『毎日新聞』2009年5月16日付『新教育の森:関東以北に残る男女別学公立高 少子化でようやく共学化の波』では、東北や北関東に残る男女別学の公立高校について、背景を探っています。


 歴史的には終戦直後の学制改革の際、戦前の中等教育が男女別・進路別に大きな格差があった複線型の教育体系だったことを踏まえ、学制改革の際には男女共学・小学区制・総合制のいわゆる高校三原則に基づく新制高校が設置されました。
 うち男女共学については、公立学校では近隣の男子旧制学校・女子旧制学校の生徒交流や合併などで新制高校を設置したケースが大半でした。西日本では公立高校はごく一部の例外を除き、男女共学として発足しました。
 しかし北関東や東北では高校三原則が徹底されず、旧制中学校や旧制高等女学校を転換した、男女別学の公立高校が発足することになりました。
『新教育の森:関東以北に残る男女別学公立高 少子化でようやく共学化の波』(毎日新聞 2009/5/16)
 別学の県立高校が今も多く残っているのは、宮城県など関東以北の県だ。戦後高校教育に詳しい聖学院大学の小川洋教授(教育学)によると、戦後の学制改革でGHQ(連合国軍総司令部)が共学化を進めた際、この地域の教育担当者は西日本ほど厳格でなかったという。このため、戦前の旧制中学や高等女学校の流れをくむ伝統校の多くが別学のまま残り、その後の全国的な共学化の流れの中でも、「伝統」が足かせとなって変化を阻んできた。

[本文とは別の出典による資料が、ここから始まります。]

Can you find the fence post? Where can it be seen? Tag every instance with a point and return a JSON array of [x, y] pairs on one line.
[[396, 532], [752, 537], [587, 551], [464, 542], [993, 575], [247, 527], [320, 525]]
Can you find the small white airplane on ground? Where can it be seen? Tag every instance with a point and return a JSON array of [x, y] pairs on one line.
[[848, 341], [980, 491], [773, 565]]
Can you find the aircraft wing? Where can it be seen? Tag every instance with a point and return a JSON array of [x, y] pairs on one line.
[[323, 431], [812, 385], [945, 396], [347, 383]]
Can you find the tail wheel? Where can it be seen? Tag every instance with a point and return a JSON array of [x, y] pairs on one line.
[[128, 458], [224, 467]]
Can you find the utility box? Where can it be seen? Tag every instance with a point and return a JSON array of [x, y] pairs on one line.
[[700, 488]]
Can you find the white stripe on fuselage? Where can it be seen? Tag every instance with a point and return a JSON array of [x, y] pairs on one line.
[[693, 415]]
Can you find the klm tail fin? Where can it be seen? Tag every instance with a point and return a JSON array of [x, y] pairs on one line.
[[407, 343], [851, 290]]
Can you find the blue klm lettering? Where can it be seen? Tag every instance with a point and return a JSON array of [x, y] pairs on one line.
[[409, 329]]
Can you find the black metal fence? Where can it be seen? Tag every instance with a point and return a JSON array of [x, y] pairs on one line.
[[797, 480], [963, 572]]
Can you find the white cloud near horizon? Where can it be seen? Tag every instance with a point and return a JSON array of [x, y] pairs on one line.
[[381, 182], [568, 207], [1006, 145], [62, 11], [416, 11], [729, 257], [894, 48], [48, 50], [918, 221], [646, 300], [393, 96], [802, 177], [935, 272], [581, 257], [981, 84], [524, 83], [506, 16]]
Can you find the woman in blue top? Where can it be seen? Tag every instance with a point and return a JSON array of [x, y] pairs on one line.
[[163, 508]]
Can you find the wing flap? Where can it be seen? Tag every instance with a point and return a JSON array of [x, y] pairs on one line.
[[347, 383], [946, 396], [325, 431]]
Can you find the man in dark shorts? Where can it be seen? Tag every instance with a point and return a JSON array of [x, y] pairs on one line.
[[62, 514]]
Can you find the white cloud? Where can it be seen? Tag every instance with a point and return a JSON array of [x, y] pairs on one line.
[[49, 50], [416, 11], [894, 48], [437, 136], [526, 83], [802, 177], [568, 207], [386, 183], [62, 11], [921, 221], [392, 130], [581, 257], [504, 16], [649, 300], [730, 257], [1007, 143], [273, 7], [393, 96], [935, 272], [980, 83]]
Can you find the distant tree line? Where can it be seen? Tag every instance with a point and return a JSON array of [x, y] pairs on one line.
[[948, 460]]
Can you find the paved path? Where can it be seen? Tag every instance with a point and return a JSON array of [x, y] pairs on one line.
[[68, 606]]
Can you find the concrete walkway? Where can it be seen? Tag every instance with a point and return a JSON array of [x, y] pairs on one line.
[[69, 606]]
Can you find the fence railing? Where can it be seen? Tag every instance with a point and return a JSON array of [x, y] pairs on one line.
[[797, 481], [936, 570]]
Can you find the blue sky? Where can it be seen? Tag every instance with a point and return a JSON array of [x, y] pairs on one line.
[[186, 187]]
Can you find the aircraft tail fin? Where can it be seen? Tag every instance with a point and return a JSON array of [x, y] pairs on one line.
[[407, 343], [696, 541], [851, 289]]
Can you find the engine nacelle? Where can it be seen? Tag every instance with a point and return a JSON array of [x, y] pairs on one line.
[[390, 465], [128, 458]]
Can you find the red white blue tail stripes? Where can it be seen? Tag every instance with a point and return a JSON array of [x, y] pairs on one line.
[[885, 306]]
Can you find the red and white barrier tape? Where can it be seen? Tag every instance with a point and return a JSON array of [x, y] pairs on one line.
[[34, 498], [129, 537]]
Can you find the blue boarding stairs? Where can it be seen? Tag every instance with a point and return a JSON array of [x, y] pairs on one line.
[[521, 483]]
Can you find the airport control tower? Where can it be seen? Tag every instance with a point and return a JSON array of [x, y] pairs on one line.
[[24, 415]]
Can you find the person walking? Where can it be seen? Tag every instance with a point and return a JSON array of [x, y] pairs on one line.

 高校三原則のうち小学区制(学区をできるだけ小さくする)・総合制(一つの高校に普通科や職業科など多様な課程を併置する)についてはのちに衰退していきます。その一方で男女共学については、新設校は一部例外を除いて男女共学で設置されるなど定着・拡大の方向で進んできました。
 男女別学として発足した公立高校でも、後年に共学に転換した高校もあります。一方でいまだに別学が残っている公立高校もあります。
 宮城県では2010年度までに男女別学高校を一律共学化することが決まっています。しかしここに至るまでに、別学高校の生徒や卒業生などから強い反対運動があったということです。
 宮城県では2009年2月に一律共学化の方針が確定しましたが、対象となった男子校では同年5月におこなわれたスポーツ大会の応援幕に、場違いな「共学大反対」「共学粉砕!」などとする横断幕が掲げられるなど、依然として不満の声がくすぶっているということです。
 しかし「学校の伝統」を盾にした反対論は、ただの感情論にすぎません。教育の機会均等の観点からは、公立高校は原則として男女共学にしていくべきでしょう。